Any preamble that you have copied without understanding is a junk preamble.

This is a broad-brush slogan and not always 100% true, but it’s a good principle to start from. If you’ve got such a preamble that works well for you, that’s great — here’s a quick checklist for how to spend a little time (20 minutes max) turning it into a better preamble that you do (mostly) understand:

  • For each package loaded, and each command (or group of commands) defined, you want to work out what it does, and whether you really need it.

  • For a package: to find out what it does, look it up by name on CTAN; this will give a quick summary paragraph of description, plus a links to more detailed documentation, including usually at least a user guide. E.g. the first package your preamble loads is longtable, which “allows tables to flow over page boundaries”, plus providing a few other table-related improvements. Is this something you expect to use? If not, you can take it out for now, and put it back in if you need it later.

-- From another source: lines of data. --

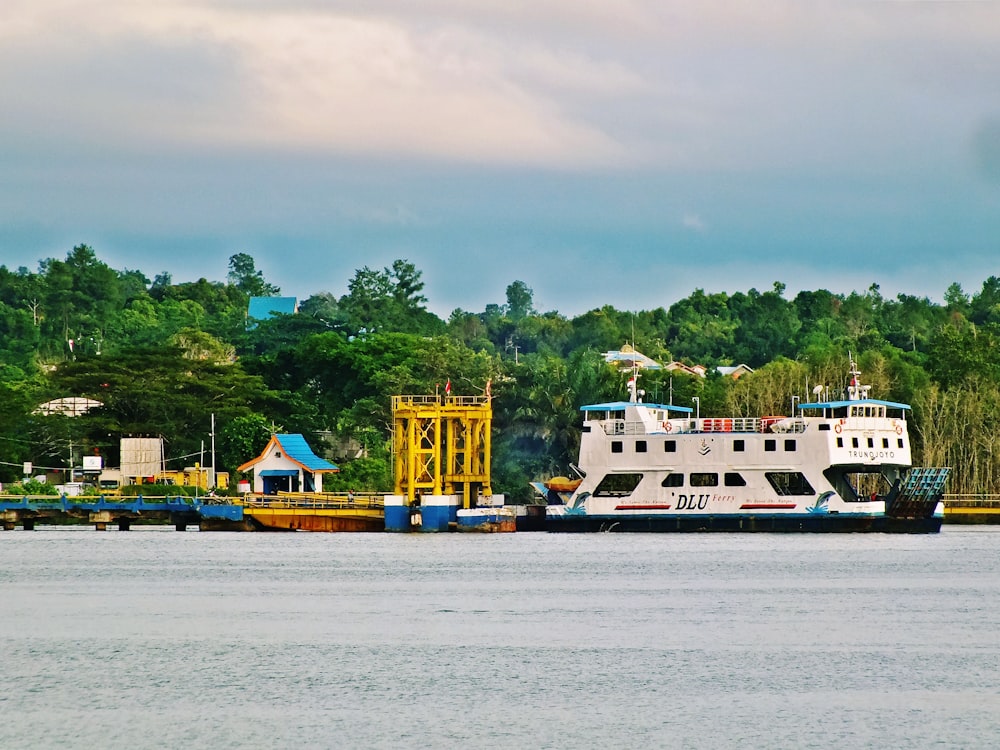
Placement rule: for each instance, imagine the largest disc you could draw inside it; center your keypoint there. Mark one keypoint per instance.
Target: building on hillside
(628, 358)
(265, 308)
(288, 464)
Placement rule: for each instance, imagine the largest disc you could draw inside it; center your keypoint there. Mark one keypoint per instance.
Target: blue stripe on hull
(786, 522)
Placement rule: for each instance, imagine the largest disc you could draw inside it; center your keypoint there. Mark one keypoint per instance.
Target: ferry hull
(789, 523)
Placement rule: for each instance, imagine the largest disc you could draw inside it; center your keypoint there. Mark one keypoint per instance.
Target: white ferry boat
(833, 465)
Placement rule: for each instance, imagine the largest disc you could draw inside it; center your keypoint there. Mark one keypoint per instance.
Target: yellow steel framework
(442, 447)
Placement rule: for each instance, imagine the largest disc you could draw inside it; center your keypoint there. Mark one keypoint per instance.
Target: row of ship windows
(783, 482)
(739, 446)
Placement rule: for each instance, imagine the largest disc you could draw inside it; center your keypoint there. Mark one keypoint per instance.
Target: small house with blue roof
(265, 308)
(288, 464)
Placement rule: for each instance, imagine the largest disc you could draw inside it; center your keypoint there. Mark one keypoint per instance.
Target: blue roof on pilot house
(294, 448)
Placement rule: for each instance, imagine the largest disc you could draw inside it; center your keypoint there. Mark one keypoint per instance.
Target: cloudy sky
(621, 152)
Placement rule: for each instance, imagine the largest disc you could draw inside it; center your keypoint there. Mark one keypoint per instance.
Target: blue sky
(618, 152)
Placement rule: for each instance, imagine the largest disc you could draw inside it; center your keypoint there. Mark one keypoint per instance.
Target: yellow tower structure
(442, 446)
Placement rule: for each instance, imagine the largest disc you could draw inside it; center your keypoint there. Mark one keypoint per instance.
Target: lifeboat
(562, 484)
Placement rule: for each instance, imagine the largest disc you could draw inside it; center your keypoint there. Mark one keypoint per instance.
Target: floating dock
(971, 509)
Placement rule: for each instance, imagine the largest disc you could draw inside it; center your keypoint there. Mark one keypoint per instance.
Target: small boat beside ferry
(832, 466)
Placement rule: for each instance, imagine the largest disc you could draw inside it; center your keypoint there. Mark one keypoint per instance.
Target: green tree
(242, 439)
(243, 274)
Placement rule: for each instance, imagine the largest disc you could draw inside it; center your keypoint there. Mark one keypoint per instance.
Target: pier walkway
(285, 511)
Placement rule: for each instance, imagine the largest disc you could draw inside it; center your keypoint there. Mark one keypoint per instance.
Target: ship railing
(971, 501)
(613, 427)
(315, 500)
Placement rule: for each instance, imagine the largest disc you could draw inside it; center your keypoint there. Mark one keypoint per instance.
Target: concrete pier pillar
(397, 513)
(434, 512)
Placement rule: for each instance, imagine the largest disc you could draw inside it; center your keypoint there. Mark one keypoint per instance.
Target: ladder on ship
(919, 494)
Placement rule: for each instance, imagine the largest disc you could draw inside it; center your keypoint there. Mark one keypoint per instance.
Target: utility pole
(214, 475)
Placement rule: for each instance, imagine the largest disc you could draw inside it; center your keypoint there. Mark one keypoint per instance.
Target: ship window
(734, 479)
(617, 485)
(789, 483)
(673, 480)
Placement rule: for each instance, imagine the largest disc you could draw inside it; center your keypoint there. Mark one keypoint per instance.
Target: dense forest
(173, 359)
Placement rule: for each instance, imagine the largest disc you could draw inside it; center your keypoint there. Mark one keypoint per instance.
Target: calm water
(159, 639)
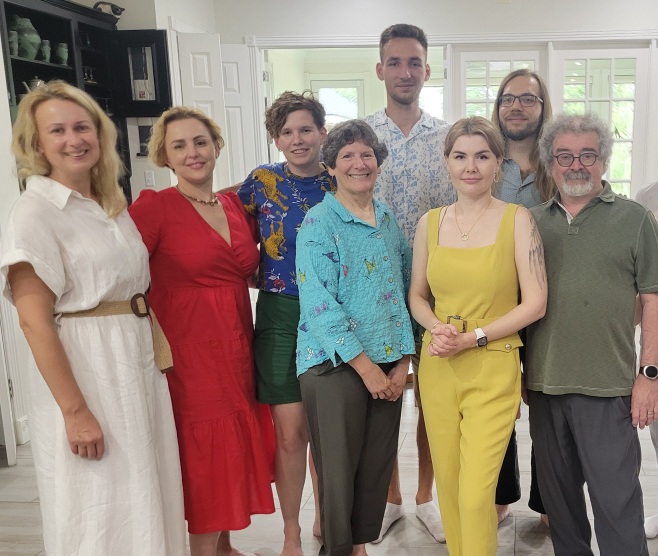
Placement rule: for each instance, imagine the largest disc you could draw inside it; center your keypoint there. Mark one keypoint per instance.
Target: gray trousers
(353, 441)
(585, 439)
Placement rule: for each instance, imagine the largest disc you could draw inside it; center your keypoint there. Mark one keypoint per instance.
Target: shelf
(40, 63)
(94, 51)
(90, 85)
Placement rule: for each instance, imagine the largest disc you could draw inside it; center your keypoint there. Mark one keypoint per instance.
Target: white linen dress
(130, 502)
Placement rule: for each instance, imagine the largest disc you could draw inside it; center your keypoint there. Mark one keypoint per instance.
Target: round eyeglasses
(527, 100)
(566, 159)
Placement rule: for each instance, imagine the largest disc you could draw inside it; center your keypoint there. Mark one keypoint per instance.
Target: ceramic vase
(44, 51)
(13, 43)
(61, 53)
(28, 37)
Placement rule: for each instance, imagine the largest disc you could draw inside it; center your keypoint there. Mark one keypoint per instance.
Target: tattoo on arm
(536, 253)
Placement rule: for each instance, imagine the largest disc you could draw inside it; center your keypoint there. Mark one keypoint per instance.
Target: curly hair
(288, 102)
(156, 147)
(543, 180)
(578, 124)
(31, 162)
(346, 133)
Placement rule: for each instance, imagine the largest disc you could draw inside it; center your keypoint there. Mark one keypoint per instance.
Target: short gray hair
(346, 133)
(578, 124)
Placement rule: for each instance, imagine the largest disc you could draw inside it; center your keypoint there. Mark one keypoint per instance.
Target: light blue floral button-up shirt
(414, 176)
(353, 281)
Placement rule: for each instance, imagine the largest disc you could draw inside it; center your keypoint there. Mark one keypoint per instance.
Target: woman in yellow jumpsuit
(471, 260)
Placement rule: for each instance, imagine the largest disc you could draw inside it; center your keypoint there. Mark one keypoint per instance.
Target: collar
(607, 195)
(380, 118)
(346, 216)
(51, 190)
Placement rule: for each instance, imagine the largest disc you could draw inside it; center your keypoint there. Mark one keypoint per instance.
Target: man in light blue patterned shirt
(413, 180)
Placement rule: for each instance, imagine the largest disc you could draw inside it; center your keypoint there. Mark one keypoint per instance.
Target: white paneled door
(200, 62)
(244, 111)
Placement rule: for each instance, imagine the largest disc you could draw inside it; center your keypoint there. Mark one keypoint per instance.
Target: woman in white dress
(103, 435)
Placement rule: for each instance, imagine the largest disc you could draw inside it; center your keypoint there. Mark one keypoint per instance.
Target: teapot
(33, 83)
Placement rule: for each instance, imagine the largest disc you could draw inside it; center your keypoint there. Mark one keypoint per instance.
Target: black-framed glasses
(566, 159)
(526, 100)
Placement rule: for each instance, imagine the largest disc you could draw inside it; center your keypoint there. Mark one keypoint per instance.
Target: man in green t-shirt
(584, 391)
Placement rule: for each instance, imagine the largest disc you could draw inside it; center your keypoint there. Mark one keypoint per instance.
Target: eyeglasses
(526, 100)
(566, 159)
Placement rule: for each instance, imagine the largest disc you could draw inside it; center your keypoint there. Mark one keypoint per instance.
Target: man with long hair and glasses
(522, 108)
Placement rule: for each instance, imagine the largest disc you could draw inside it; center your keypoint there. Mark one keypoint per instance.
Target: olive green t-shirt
(596, 265)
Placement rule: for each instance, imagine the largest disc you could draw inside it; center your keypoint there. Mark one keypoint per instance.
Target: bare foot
(317, 533)
(236, 552)
(292, 547)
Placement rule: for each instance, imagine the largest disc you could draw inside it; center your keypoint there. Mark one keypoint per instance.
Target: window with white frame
(612, 84)
(482, 74)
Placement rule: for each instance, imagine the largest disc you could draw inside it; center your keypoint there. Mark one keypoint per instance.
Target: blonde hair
(31, 162)
(156, 147)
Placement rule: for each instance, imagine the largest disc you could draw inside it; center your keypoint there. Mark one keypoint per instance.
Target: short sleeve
(29, 238)
(148, 212)
(646, 262)
(247, 194)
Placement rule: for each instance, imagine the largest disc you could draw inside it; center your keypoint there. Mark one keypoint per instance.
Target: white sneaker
(393, 513)
(429, 516)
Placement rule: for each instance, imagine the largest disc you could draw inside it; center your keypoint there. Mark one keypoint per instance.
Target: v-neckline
(228, 241)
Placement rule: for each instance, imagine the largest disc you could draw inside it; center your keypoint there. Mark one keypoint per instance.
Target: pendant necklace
(465, 234)
(214, 201)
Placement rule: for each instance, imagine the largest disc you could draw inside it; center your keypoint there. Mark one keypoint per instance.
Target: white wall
(14, 341)
(287, 70)
(441, 17)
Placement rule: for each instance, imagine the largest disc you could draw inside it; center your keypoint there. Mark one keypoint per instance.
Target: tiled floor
(520, 535)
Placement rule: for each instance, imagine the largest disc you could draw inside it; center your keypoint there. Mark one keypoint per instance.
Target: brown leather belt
(137, 305)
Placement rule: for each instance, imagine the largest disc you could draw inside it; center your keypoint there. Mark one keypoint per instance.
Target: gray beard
(519, 135)
(577, 190)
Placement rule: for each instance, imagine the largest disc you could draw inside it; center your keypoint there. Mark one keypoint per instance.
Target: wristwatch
(650, 371)
(481, 339)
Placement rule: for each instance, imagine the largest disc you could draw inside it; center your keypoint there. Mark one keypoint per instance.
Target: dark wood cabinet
(127, 72)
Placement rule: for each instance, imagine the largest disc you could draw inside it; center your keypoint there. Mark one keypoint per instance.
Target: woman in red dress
(203, 254)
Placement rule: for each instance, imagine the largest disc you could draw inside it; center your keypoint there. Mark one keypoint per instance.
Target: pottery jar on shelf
(28, 37)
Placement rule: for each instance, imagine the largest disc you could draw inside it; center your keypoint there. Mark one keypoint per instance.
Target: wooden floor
(520, 535)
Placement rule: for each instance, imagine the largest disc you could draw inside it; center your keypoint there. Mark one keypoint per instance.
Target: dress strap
(506, 227)
(434, 218)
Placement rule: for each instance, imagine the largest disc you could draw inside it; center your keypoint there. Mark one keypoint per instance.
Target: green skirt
(275, 346)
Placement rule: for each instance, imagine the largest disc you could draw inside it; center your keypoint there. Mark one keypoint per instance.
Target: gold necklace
(214, 201)
(465, 234)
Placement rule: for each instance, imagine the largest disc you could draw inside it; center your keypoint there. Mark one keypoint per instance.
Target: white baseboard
(22, 428)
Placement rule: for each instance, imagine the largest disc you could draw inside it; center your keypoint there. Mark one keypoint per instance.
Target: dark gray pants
(353, 441)
(585, 439)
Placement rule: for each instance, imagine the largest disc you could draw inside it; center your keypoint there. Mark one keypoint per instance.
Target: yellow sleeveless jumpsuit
(470, 400)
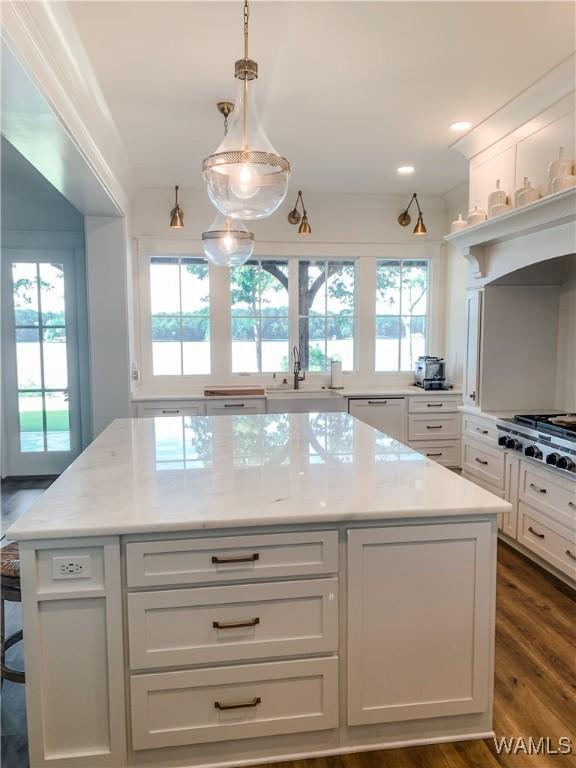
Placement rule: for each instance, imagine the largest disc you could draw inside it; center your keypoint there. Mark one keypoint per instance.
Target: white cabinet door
(387, 414)
(472, 363)
(420, 621)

  • For both packages and (groups of) commands: if you’re unsure what difference they make, try removing them and recompiling the document, to see what changes appear or what errors occur.

  • If the preamble defines major specialised functionality that you know you want (e.g. for writing a CV or an exam), then you probably shouldn’t aim to change it too much until you’re more experienced and confident — but it’s still worth spending the time trying to understand what each part does.

  • If you’re just writing an ordinary article, then you probably don’t need most of what’s in there — it’s probably just accumulated cruft providing the particular features that its original writer wanted or needed in their papers. So in this case: Duplicate your paper, and cut out any parts of the preamble whose purpose you’re not sure of. Cut packages/commands out gradually — a few at a time — and recompile after removing each group. If you get an error, or an undesired change in output, then you know you were making use of something from that group, so try restoring them individually until you know what you really needed.

  • An alternative approach is to start with nothing in your preamble apart from the essential document setup (\documentclass, \title, etc), and then when you find yourself missing some feature you liked from the preamble you were using, try to work out which package/command(s) gave that feature, and add it to your new version.

  • When you’ve understood what some package or group of commands does, it may be useful to add a comment by them for future reference, noting which particular feature(s) you wanted them for — e.g. \usepackage{mathtools} % for \coloneqq and extensible arrows.

Congratulations! Now everything in your preamble is there because you know (roughly) what it does and you’ve decided you need or want it. Even if it’s exactly the same as when you started, it’s no longer a junk preamble!

  • Thank you for the advice, much appreciated. I am writing a dissertation .
    – PietroP
    Jun 1, 2021 at 15:30
  • Good advise, I'd just always advise to write comments above not after as it becomes hard to read on small screens in side by side mode.
    – daleif
    Jun 1, 2021 at 18:14
  • @PietroP, why you not accept this answer? It is very helpful!